People imitate, and culture becomes adaptive, they argue, because learning from others is more efficient than trying everything out on your own through costly and time-consuming trial and error. The same is as true for people now reading Netflix or TripAdvisor reviews as it was for primitive foragers trying to figure out which foods were poisonous or where to find water. When there are too many choices, or the answer does not seem obvious, it seems better to go with the flow; after all, you might miss out on something good.
But if social learning is so easy and efficient, it raises the question of why anyone does anything different to begin with. Or indeed why someone might abandon an innovation. It is a question asked of evolution itself: why is there so much stuff for natural selection to sift through? The artist or innovator who was attacked in his day seems like some kind of genetic altruist, sacrificing his own immediate fitness for some future payoff at the level of the group.
Boyd and Richerson suggest there is an optimal balance between social and individual learning in any group. Too many social learners, and the ability to innovate is lost: people know how to catch that one fish because they learned it, but what happens when that fish dies out? Too few social learners, and people might be so busy trying to learn things on their own that the society does not thrive; while people were busily inventing their own better bow and arrow, someone forgot to actually get food.

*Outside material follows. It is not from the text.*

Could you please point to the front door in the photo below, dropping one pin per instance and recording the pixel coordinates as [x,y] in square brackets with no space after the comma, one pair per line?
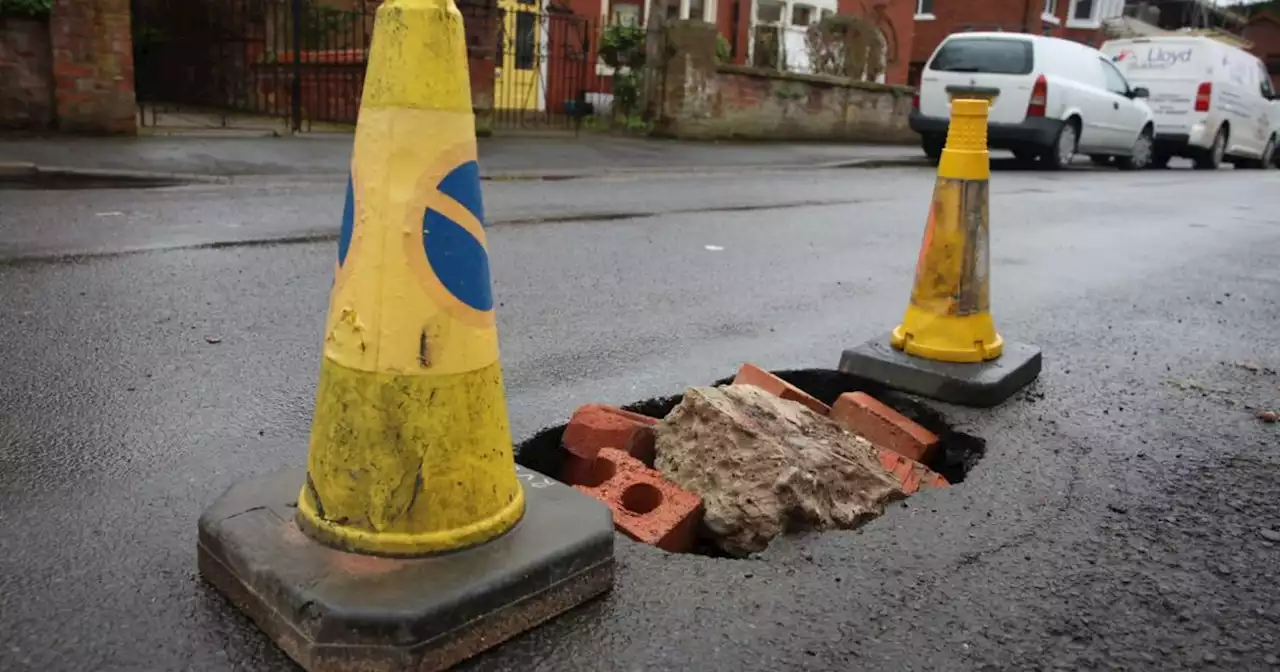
[519,80]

Perhaps some ingrained sense of the evolutionary utility of this differentiation explains why humans are so torn between wanting to belong to a group and wanting to be distinct individuals. People want to feel that their tastes are not unique, yet they feel anxiety when told they are exactly like another person. Think of the giddy discomfort you feel when a co-worker shows up wearing a similar outfit. We seek some happy medium, like the Miss America contestant in Woody Allens Bananas who responds to a reporters question, Differences of opinion should be tolerated, but not when theyre too different.
If all we did was conform, there would be no taste; nor would there be taste if no one conformed. We try to select the right-sized group or, if the group is too large, we choose a subgroup. Be not just a Democrat but a centrist Democrat. Do not just like the Beatles; be a fan of Johns.